System.Windows.Data Error: BindingExpression path error: 'Parent' property not found on 'Hi David' 'System.String' (HashCode=1775239720). BindingExpression: Path='Content.Parent.SelectedBorderThickness' DataItem='System.Windows.Controls.ListBoxItem' (HashCode=24827179); target element is 'System.Windows.Shapes.Rectangle' (Name='FocusVisualElement'); target property is 'StrokeThickness' (type 'System.Double')..
System.Windows.Data Error: BindingExpression path error: 'Parent' property not found on 'Hello World' 'System.String' (HashCode=1411332840). BindingExpression: Path='Content.Parent.SelectedBorderThickness' DataItem='System.Windows.Controls.ListBoxItem' (HashCode=31201899); target element is 'System.Windows.Shapes.Rectangle' (Name='FocusVisualElement'); target property is 'StrokeThickness' (type 'System.Double')..
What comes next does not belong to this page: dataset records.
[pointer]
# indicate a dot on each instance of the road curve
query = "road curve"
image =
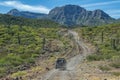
(70, 73)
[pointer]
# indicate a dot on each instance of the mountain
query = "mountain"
(9, 20)
(26, 14)
(70, 15)
(76, 15)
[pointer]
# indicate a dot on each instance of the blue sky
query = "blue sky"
(112, 7)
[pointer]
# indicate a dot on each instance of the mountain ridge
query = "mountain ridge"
(70, 15)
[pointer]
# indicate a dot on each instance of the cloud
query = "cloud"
(100, 4)
(114, 13)
(25, 7)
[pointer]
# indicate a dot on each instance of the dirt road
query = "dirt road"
(72, 64)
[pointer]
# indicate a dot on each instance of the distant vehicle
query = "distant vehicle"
(61, 64)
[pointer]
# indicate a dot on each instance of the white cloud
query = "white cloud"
(113, 11)
(25, 7)
(100, 4)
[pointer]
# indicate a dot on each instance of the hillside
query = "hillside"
(20, 47)
(8, 20)
(70, 15)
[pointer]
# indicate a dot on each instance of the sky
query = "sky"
(111, 7)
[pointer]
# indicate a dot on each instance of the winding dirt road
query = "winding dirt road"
(72, 64)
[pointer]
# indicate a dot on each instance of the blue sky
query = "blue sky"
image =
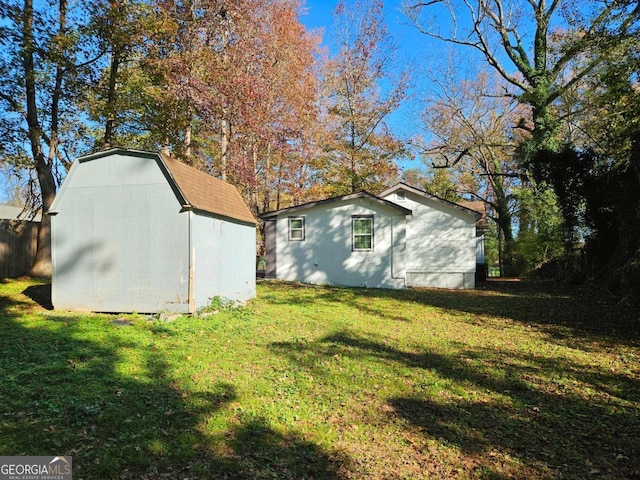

Do you think you (or someone else out there) could help me figure out how to set the border thickness on the Stroke property for a custom listbox that is dynamically bound?

Thanks.

Beaudetious

beaudetious
+1  A: 

hi try this one

<Setter Property="ItemContainerStyle">
    <Setter.Value>
        <Style TargetType="ListBoxItem">
            <Setter Property="SelectedBorderThickness" Value="0"/>
            <Setter Property="Template">
                <Setter.Value>
                    <ControlTemplate TargetType="ListBoxItem">
                        <Grid Background="{TemplateBinding Background}">
                            <!-- VSM stuff removed for clarity -->
                            <ContentPresenter
                                 x:Name="contentPresenter"
                                 Content="{TemplateBinding Content}"
                                 ContentTemplate="{TemplateBinding ContentTemplate}"
                                 HorizontalAlignment="{TemplateBinding HorizontalContentAlignment}"
                                 Margin="{TemplateBinding Padding}"/>
                             <Rectangle x:Name="FocusVisualElement" 
                                 Stroke="Goldenrod" 
                                 StrokeThickness="{TemplateBinding SelectedBorderThickness}" 
                                 Visibility="Collapsed" 
                                 RadiusX="1" 
                                 RadiusY="1" />
                        </Grid>
                    </ControlTemplate>
                </Setter.Value>
            </Setter>
        </Style>
    </Setter.Value>
</Setter>
Vinod
I've moved on from there and am now using a custom listboxitem which is working for me. But I will still try your suggestion in my test app to see if it works.